Man, web design is hard. Well, it was hard for me — I guess because what little I did know was all geared towards making “regular” web pages, where you’ve got some text and maybe some images and maybe a list or two and not enough moving parts to construct a Rube Goldberg Machine.

I actually would have been finished a little while ago but I decided to junk my original design, which looked like the layout you get now when using a wider window, because cutting off screens thinner than 800px was just an enormous cop-out and I couldn’t stand it. It was made worse by the fact I’d started reading Ethan Marcotte’s Responsive Web Design.

So now you’ll see a “narrow” layout with devices thinner than 800px, and a luxuriously spacious design on anything wider. If you have an iPad you can see both very easily: thin design in portrait, wide in landscape.

Speaking of the iPad, one of my goals was to not use any images that would get pixellated on high-DPI (retina) displays. I also wanted to keep the total file size as low as possible — one of the reasons I didn’t use jQuery and instead wrote my own helper functions.

So step in SVG. The seven images used are all SVG files, weighing in at a whopping 12KB (and just 6KB when compressed).

The biggest file by far is the League Gothic web font file, which I like a lot and wouldn’t change but it has caused me some headaches. It can display oddly, appearing overly bold in Chrome for example.

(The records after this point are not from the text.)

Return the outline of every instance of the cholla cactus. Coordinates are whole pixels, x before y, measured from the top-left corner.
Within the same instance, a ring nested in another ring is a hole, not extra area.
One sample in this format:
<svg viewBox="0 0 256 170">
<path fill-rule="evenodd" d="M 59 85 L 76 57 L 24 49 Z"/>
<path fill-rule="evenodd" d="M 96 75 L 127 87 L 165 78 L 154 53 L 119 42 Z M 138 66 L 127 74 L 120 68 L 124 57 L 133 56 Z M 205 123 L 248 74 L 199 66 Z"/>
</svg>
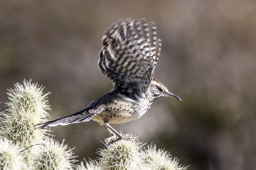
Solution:
<svg viewBox="0 0 256 170">
<path fill-rule="evenodd" d="M 76 170 L 102 170 L 101 167 L 99 166 L 98 163 L 95 161 L 91 162 L 90 163 L 86 162 L 84 166 L 83 162 L 81 162 L 81 164 L 76 167 Z"/>
<path fill-rule="evenodd" d="M 9 101 L 6 103 L 8 108 L 2 113 L 2 136 L 23 148 L 42 143 L 48 131 L 34 127 L 49 117 L 47 97 L 49 93 L 44 94 L 43 89 L 31 80 L 24 80 L 23 85 L 17 83 L 7 93 Z"/>
<path fill-rule="evenodd" d="M 171 157 L 168 152 L 157 150 L 152 145 L 145 148 L 145 144 L 139 142 L 137 137 L 131 134 L 126 135 L 126 138 L 129 140 L 120 140 L 104 149 L 100 149 L 98 163 L 89 165 L 100 166 L 102 169 L 187 169 L 179 165 L 178 160 Z"/>
<path fill-rule="evenodd" d="M 18 147 L 0 138 L 0 169 L 22 169 L 24 165 Z"/>
<path fill-rule="evenodd" d="M 141 154 L 143 166 L 150 167 L 152 169 L 182 170 L 187 167 L 179 164 L 177 158 L 171 157 L 171 154 L 164 150 L 157 150 L 156 145 L 150 145 Z"/>
<path fill-rule="evenodd" d="M 129 140 L 122 139 L 99 150 L 98 153 L 101 157 L 100 164 L 104 169 L 130 169 L 141 163 L 140 149 L 141 143 L 138 141 L 138 138 L 131 134 L 127 134 L 126 138 Z"/>
<path fill-rule="evenodd" d="M 71 169 L 75 162 L 72 149 L 63 144 L 49 139 L 37 156 L 36 169 Z"/>
</svg>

And finding a fallback font was basically impossible, though the new designs get around that by not including fragile elements designed around the font’s particular shape and size.

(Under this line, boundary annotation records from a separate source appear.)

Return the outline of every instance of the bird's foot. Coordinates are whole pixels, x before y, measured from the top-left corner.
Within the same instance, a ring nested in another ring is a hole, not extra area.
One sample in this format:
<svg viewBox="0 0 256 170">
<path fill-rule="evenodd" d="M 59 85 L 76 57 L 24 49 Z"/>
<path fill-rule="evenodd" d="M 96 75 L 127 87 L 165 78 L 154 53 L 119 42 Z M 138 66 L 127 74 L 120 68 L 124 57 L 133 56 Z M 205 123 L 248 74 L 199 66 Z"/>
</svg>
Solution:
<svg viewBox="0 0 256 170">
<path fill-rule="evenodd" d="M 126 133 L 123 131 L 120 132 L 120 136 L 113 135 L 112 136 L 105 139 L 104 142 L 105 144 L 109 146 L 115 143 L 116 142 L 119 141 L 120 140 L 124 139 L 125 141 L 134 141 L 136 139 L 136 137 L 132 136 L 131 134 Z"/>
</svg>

The about button, styled as a red casino chip, is the only thing left of those fragile elements. Originally I had two other chips, with the number on their faces displaying the number of hands won and lost. I liked the look but they were ultimately so fiddly I ditched them for the simpler, clearer text-only counters.

These also display better in Firefox, as the tabs around the chips’ outside — originally faked using a dashed border — displayed as a solid ring (because of how Firefox handles high border-radius values).

Having said that, compatibility was not a priority for me. That would be stupid in the real world but I think I can get away with it here. This freed me up to use recent CSS features such as transforms, transitions, shadows, animation, new units, etc. (Since I mention animation, the overlays’ bounce effects come from Daniel Eden’s awesome animate.css.)

While this has been liberating, it’s also made clear that there are some oddities in CSS and browsers’ implementations of it that can sometimes trip you up, with problems seemingly coming out of nowhere.

But practice looks to be the best way to clear up any confusion and I’m eager to learn and do more. I’ll probably make my own theme for this blog next, though I’m going to work through Jennifer Robbins’s Learning Web Design first to make sure I have a firm footing.